= Orville D. Merillat =

American businessman

Orville D. Merillat (May 1, 1916 – January 15, 1999) was an American businessman and philanthropist, who was the founder of Merillat Industries, Inc., a manufacturer of wooden kitchen cabinets.

He was born on a farm in Tedrow, Ohio, on May 1, 1916, the seventh of the fifteen children of David Merillat (1868-1943) and his wife, née Emma Jane McCallum (1886-1946). Orville quit school in the ninth grade to work on the family farm. In the 1940 Census he was living in Dover Township, Fulton County, Ohio, and his occupation was given as carpenter. He married Ruth Meller on January 19, 1941, and served in the U.S. Coast Guard during World War II.

After the war, he started a cabinet-making business with his wife, and became the co-founder, President and CEO of Merillat Industries, Inc., building the business on the principles set forth in Malachi 3:10. Always a team, he and Ruth eventually employed over 3,000 people with more than eleven factories across the United States. Orville retired when the business was sold in 1985 to the Masco Corporation, and his son then became the President of Merillat Industries.

Orville was the recipient of the Michigan Small Business Person of the Year in 1977, and co-recipient with Ruth of the National Association of Evangelicals' Laypersons of the Year in 1988. He co-founded the Orville and Ruth Merillat Foundation and founded the Christian Family Foundation.

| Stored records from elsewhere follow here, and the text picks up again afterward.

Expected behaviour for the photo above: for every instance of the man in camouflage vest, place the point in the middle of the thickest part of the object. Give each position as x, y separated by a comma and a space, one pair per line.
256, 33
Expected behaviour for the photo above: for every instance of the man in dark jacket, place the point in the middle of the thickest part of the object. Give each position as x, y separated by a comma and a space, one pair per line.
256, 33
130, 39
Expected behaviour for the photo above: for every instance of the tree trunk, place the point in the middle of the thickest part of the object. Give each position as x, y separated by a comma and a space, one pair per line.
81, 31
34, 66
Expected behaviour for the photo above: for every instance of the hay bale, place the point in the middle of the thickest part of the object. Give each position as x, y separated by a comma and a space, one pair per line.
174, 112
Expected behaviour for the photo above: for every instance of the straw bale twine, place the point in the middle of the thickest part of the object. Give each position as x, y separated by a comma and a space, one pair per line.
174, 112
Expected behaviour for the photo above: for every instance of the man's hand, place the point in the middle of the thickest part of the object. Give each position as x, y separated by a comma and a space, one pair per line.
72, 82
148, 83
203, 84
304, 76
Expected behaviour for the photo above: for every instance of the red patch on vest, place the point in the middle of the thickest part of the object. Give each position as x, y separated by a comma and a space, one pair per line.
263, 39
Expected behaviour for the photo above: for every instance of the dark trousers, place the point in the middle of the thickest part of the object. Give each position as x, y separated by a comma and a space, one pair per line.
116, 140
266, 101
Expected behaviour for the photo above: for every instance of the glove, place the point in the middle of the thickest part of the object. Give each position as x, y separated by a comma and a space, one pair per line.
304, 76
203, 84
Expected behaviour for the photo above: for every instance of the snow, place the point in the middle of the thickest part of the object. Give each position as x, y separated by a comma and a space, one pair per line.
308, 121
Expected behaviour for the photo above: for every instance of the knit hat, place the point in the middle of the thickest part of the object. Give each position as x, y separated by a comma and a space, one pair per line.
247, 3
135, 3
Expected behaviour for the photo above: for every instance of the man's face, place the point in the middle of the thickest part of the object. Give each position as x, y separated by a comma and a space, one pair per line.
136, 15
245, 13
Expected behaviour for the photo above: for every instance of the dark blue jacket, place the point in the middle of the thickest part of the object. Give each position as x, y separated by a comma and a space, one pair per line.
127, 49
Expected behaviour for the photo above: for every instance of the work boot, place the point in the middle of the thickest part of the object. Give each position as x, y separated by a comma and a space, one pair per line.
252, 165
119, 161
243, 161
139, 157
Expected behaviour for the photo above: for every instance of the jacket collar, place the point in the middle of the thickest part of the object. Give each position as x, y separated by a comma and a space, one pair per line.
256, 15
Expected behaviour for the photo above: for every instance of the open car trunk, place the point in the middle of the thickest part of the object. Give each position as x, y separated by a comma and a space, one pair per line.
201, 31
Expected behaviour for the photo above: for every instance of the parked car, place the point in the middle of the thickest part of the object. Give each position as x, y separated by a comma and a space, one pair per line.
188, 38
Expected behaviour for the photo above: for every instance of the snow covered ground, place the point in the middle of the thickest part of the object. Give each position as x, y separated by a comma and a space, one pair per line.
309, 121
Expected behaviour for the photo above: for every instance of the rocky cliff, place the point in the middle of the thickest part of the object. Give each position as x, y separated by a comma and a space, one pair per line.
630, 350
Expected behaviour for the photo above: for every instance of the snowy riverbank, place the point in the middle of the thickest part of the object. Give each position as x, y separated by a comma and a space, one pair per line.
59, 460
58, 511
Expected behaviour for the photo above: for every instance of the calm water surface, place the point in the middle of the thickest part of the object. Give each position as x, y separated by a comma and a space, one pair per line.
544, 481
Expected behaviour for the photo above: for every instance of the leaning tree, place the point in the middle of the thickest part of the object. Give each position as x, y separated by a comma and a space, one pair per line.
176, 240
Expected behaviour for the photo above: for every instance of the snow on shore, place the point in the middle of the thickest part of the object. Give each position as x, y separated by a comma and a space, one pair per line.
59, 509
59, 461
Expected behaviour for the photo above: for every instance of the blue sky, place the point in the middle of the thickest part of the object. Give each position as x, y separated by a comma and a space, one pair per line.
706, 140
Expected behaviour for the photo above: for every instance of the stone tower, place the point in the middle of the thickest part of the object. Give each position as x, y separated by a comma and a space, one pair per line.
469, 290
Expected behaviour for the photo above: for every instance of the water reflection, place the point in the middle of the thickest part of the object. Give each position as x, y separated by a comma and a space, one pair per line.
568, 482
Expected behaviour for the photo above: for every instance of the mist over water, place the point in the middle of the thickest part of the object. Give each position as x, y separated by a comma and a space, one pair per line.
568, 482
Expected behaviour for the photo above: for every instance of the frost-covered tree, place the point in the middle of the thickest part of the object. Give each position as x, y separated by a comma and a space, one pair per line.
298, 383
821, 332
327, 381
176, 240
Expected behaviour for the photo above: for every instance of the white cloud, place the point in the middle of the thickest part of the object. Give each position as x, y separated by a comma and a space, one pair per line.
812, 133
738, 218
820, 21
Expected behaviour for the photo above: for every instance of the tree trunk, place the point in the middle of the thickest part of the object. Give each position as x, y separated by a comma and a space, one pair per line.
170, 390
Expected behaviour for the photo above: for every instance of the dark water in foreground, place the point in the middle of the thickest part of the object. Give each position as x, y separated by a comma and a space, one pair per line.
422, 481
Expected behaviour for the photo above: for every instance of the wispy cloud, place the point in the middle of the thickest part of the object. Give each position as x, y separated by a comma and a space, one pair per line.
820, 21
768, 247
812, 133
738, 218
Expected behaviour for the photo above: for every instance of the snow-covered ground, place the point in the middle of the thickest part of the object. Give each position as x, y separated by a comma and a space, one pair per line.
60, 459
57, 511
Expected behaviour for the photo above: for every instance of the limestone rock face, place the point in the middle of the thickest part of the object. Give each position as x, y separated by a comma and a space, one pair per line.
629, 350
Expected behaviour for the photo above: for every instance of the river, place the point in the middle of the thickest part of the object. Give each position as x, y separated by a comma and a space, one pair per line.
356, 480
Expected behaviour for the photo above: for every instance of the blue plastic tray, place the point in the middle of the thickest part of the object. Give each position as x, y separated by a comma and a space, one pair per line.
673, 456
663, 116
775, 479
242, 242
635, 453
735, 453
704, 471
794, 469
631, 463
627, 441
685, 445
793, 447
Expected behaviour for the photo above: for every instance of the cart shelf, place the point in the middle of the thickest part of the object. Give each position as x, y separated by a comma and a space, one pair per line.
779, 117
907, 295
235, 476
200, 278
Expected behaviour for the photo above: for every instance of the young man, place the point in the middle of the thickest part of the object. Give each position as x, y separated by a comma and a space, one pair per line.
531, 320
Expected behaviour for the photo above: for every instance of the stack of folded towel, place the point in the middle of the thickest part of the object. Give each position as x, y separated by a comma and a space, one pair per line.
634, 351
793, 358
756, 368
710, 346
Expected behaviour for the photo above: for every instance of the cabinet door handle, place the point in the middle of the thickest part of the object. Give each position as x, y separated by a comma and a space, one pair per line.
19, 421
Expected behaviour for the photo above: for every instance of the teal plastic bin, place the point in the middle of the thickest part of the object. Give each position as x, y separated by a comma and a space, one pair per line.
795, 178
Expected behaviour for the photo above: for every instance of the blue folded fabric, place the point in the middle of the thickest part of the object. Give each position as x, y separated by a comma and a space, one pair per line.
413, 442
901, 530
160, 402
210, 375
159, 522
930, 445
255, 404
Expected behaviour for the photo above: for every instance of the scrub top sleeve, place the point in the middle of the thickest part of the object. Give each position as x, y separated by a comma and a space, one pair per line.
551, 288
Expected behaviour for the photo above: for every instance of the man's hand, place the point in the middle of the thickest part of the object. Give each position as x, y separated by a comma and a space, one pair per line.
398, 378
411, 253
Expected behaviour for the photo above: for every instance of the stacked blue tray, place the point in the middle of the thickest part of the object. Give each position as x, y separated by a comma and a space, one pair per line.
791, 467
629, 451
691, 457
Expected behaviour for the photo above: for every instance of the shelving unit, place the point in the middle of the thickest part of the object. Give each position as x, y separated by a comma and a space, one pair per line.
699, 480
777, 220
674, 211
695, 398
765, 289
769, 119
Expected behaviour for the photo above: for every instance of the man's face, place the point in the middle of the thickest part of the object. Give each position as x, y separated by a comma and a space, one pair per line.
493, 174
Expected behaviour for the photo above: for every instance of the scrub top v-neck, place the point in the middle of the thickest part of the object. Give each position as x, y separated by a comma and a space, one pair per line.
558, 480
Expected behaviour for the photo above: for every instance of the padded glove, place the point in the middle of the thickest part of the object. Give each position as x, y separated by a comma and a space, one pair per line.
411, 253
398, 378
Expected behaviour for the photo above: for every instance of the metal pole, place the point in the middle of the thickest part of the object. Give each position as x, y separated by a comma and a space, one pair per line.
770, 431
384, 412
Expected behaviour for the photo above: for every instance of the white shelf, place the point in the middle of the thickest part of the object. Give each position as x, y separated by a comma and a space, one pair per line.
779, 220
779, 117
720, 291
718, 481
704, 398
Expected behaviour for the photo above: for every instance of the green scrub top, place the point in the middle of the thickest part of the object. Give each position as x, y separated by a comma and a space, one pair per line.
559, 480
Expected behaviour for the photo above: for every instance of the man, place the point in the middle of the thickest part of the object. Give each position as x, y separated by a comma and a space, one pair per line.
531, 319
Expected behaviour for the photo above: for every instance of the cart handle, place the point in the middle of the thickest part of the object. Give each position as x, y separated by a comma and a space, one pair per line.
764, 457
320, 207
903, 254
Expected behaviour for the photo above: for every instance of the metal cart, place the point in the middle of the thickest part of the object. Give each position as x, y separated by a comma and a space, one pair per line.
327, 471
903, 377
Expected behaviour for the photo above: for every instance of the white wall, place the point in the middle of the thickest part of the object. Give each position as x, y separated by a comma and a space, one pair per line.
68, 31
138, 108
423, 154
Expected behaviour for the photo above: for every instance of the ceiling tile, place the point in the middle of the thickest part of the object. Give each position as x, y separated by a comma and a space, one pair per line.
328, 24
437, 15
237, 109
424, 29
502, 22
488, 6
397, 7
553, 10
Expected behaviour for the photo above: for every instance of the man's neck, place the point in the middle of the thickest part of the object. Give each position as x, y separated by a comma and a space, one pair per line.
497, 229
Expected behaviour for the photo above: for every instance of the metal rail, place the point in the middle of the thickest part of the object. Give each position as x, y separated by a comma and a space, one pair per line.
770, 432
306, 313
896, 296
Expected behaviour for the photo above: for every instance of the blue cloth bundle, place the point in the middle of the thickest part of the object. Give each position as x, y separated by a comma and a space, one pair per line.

His benefactions included being a major benefactor and contributor to Siena Heights College (now Siena Heights University) in Adrian, Michigan; he was a major contributor to Huntington University in Indiana, and was a major contributor to Adrian College in Adrian, Michigan. Also, Orville was founder and benefactor of Lenawee Christian School and the Christian Family Centre, and was the founder and benefactor of 243 acre Michindoh Camp and Conference Center in Hillsdale, Michigan. He donated an obstetrics ward to Narsapur Hospital in India, and donated a wing to Bixby Hospital in Adrian, Michigan.

He received an honorary doctorate degree from Huntington College and was the co-author of his autobiography "His Guiding Hand" published by Coral Ridge Ministries in 1992. Politically, he was a major contributor to the Republican Party.

Orville and Ruth Merillat had one son, Richard Merillat. Richard and his wife Lynette are the parents of three children, Wendy, Collette and Tricia.

Orville D. Merillat died in Adrian on January 15, 1999.